Ebeid TA, Aljabeili HS, Al-Homidan IH, Volek Z, Barakat H. Heat Stress on Rabbit Production. Encyclopedia. Available at: Accessed June 25, 2024.
Ebeid, Tarek A., Hamad S. Aljabeili, Ibrahim H. Al-Homidan, Zdeněk Volek, Hassan Barakat. "Heat Stress on Rabbit Production" Encyclopedia, (accessed June 25, 2024).
Ebeid, T.A., Aljabeili, H.S., Al-Homidan, I.H., Volek, Z., & Barakat, H. (2023, July 19). Heat Stress on Rabbit Production. In Encyclopedia.
Ebeid, Tarek A., et al. "Heat Stress on Rabbit Production." Encyclopedia. Web. 19 July, 2023.
Heat Stress on Rabbit Production

Heat stress is a major environmental stress that causes substantial economic loss in the rabbit industry. Compared to other agricultural animals, rabbits are more sensitive to heat stress as they have fewer sweat glands and a thicker coat of fur, increasing the heat dissipation complexity.

Oryctolagus cuniculus high ambient temperature nutrition

1. Introduction

Rabbits are raised primarily for their meat, hair, and fur. Rabbit meat is characterized by low contents of fat, cholesterol, and sodium. At the same time, it is rich in protein, polyunsaturated fatty acids (PUFA), minerals (potassium, phosphorus, and selenium), and vitamins (B12 and niacin) [1]. With the worsening of climate change and the global warming phenomena, heat stress (HS) has become one of the most important types of stress that are challenging the rabbit industry, especially in hot and semi-hot regions of the world. The whole world is now suffering from high ambient temperatures, which have recently reached levels not seen before.
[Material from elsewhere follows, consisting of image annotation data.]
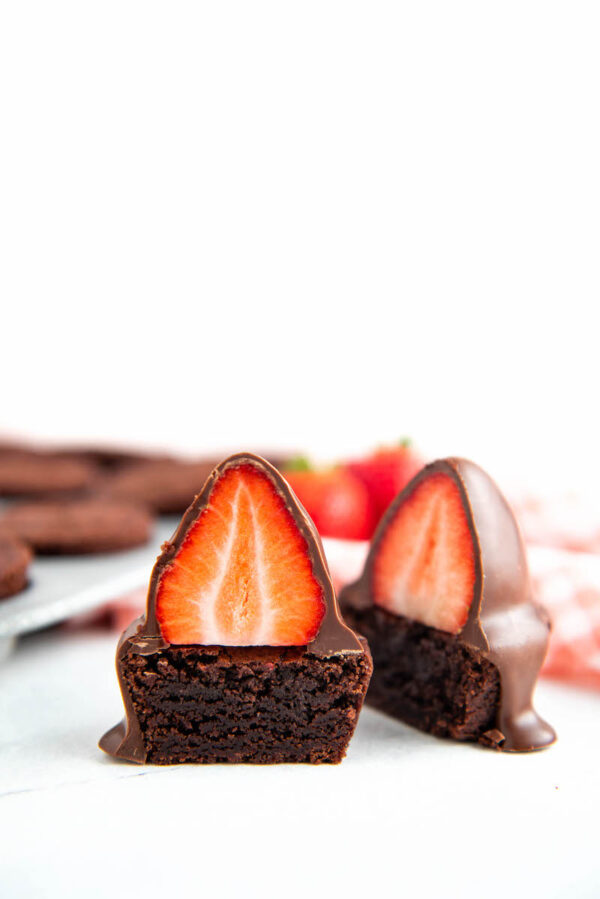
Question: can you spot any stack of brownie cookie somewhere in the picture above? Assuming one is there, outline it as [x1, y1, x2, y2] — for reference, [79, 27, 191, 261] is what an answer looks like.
[0, 441, 288, 597]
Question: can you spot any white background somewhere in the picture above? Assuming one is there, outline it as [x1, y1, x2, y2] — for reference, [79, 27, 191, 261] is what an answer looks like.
[0, 0, 600, 496]
[0, 0, 600, 897]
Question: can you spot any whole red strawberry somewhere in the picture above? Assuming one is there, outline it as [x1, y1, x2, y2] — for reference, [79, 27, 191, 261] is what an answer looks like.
[284, 459, 376, 540]
[344, 440, 424, 521]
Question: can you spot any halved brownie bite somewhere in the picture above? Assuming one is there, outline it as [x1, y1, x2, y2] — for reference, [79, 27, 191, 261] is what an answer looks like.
[100, 453, 372, 764]
[340, 459, 556, 752]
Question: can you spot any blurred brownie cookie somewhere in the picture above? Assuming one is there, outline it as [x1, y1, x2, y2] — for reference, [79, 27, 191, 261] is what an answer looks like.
[0, 498, 153, 555]
[0, 450, 98, 497]
[0, 534, 32, 599]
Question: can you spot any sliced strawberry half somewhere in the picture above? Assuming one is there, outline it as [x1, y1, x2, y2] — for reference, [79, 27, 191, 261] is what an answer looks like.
[372, 471, 477, 634]
[156, 463, 325, 646]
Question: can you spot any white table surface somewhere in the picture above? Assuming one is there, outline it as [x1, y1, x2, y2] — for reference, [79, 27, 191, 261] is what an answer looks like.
[0, 632, 600, 899]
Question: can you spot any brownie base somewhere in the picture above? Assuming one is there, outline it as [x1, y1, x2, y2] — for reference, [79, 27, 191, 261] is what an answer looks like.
[342, 604, 500, 745]
[119, 646, 373, 765]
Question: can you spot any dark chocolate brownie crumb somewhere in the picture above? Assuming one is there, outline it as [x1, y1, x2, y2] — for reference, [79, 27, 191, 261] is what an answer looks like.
[122, 646, 372, 765]
[0, 499, 152, 555]
[342, 604, 500, 743]
[0, 535, 32, 599]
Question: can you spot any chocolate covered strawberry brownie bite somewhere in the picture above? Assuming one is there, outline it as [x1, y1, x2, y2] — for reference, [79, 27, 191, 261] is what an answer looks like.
[340, 459, 555, 752]
[100, 453, 372, 764]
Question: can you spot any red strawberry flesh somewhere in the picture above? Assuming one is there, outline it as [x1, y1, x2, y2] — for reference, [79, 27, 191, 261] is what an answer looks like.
[156, 464, 325, 646]
[373, 472, 476, 634]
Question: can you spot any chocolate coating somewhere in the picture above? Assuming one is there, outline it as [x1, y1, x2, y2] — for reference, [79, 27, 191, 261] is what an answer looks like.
[100, 453, 364, 763]
[340, 459, 556, 752]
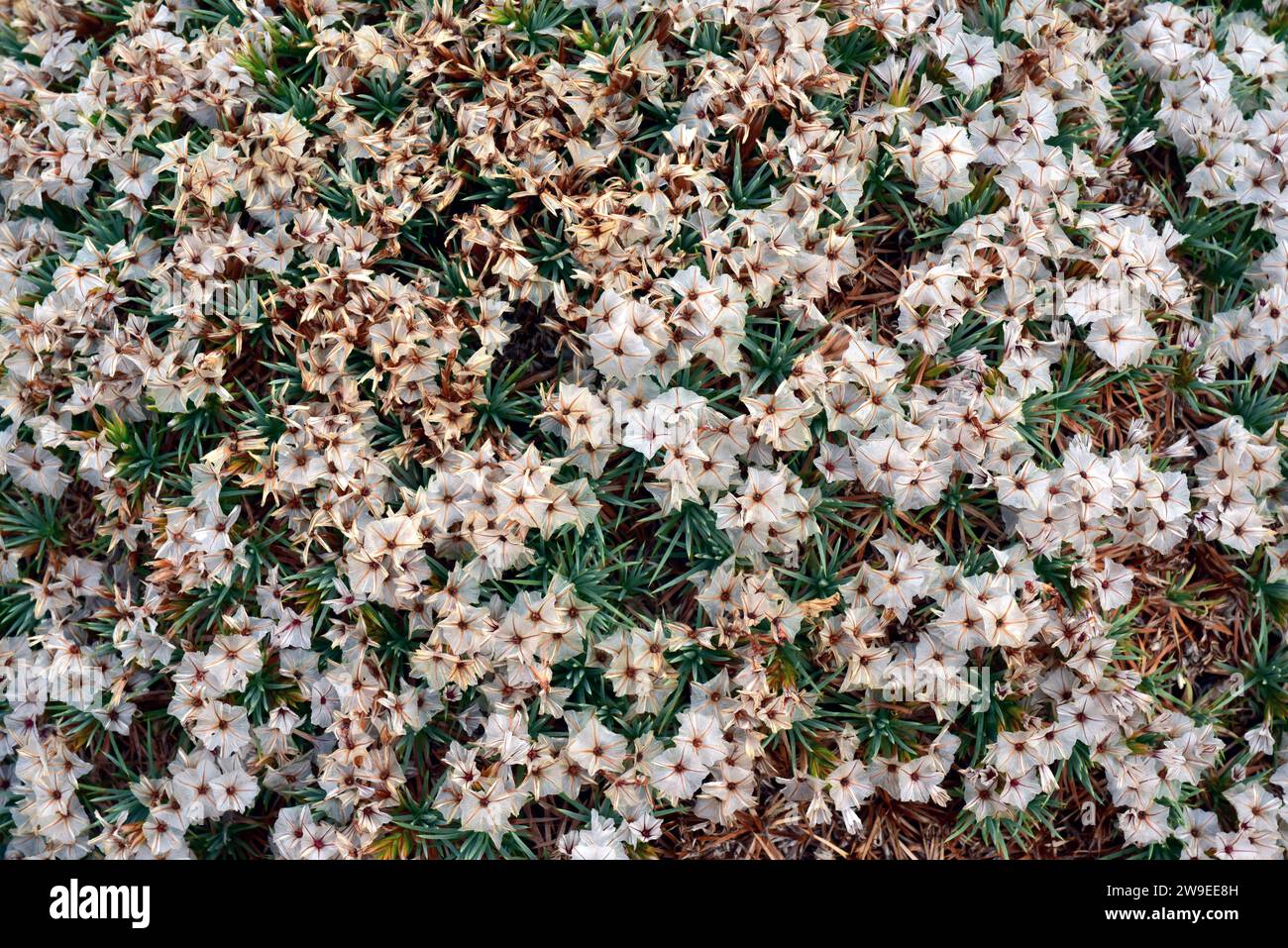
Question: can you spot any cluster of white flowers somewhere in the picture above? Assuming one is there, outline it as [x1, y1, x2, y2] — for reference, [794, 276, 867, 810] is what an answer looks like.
[0, 0, 1288, 859]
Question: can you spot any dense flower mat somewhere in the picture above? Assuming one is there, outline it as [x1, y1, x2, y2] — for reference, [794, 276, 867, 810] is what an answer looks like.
[0, 0, 1288, 859]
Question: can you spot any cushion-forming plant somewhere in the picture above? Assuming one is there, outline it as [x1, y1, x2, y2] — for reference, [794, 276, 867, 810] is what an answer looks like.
[0, 0, 1288, 859]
HS is the highest serious stress and threat to the rabbit and poultry industry [2][3]. Rabbits are more susceptible to HS than other agricultural animals as they own fewer sweat glands and a thicker coat of fur, increasing the complexity of heat scattering [4][5]. Moreover, the genetically improved rabbits are characterized by rapid growth and higher metabolic rates, increasing their susceptibility to HS [6]. Thus, HS leads to significant economic losses in rabbit production as it elevates body temperature and disturbs normal physiological status, deteriorating growth performance, meat characteristics, reproductive traits, antioxidative properties, and immune responsiveness [7][8] (Figure 1).
Figure 1. Impacts of heat stress on rabbits’ physiological response, productive and growth performance, and intestinal microbiota.
Moreover, HS hurts the intestinal histomorphology and microbiome in rabbits [9]. The negative effects of HS on rabbit productivity can be mitigated with the help of cooling systems, ventilation, and management strategies. Implementing cutting-edge technology into the building infrastructure can be challenging under extreme conditions. Thus, nutritional manipulation to relieve the unfavorable influences of HS is an effective additional approach [10]. Nutraceuticals are dietary components that offer additional health benefits that override their nutritional benefits. Due to their potential impacts on maintaining normal physiological situations, strengthening the immune system, and preventing illness—which ultimately lead to an increase in productivity—nutraceuticals have recently attracted a lot of attention in rabbit farms (Table 1 and Figure 2). Nutraceuticals include vitamins, minerals, antioxidants, organic acids, fatty acids, probiotics, prebiotics, synbiotics, enzymes, medicinal plants, etc. [11]. Natural antioxidants are crucial in safeguarding the animal against the damage caused by free radicals. Weaned rabbits become extremely vulnerable to enteric infections due to the prevention of using antibiotics as growth enhancers because they have a very complicated and distinctive digestive system [12][13].
Figure 2. Main impacts of nutraceuticals on heat-stressed rabbits.
Moreover, there is a growing interest in natural alternatives to antibiotics that could be used in rabbit production and antibiotic-free rabbit meat. Several dietary supplements—including vitamins, minerals, and enzymes—are already utilized to preserve the normal physiological status, support immunological responsiveness, and improve rabbit productivity in thermo-neutral and HS circumstances [14][15][16][17]. It has been suggested that probiotics, prebiotics, synbiotics, and organic acids could replace antibiotic growth enhancers in rabbit production because they promote a healthy intestinal environment [18][19][20][21]. Furthermore, phytobiotics or phytogenics are being utilized more frequently in rabbit nutrition as antioxidants, physiological stimulants, flavorings, digestive aids, and colorants, and for protecting and treating different pathological troubles [22][23][24].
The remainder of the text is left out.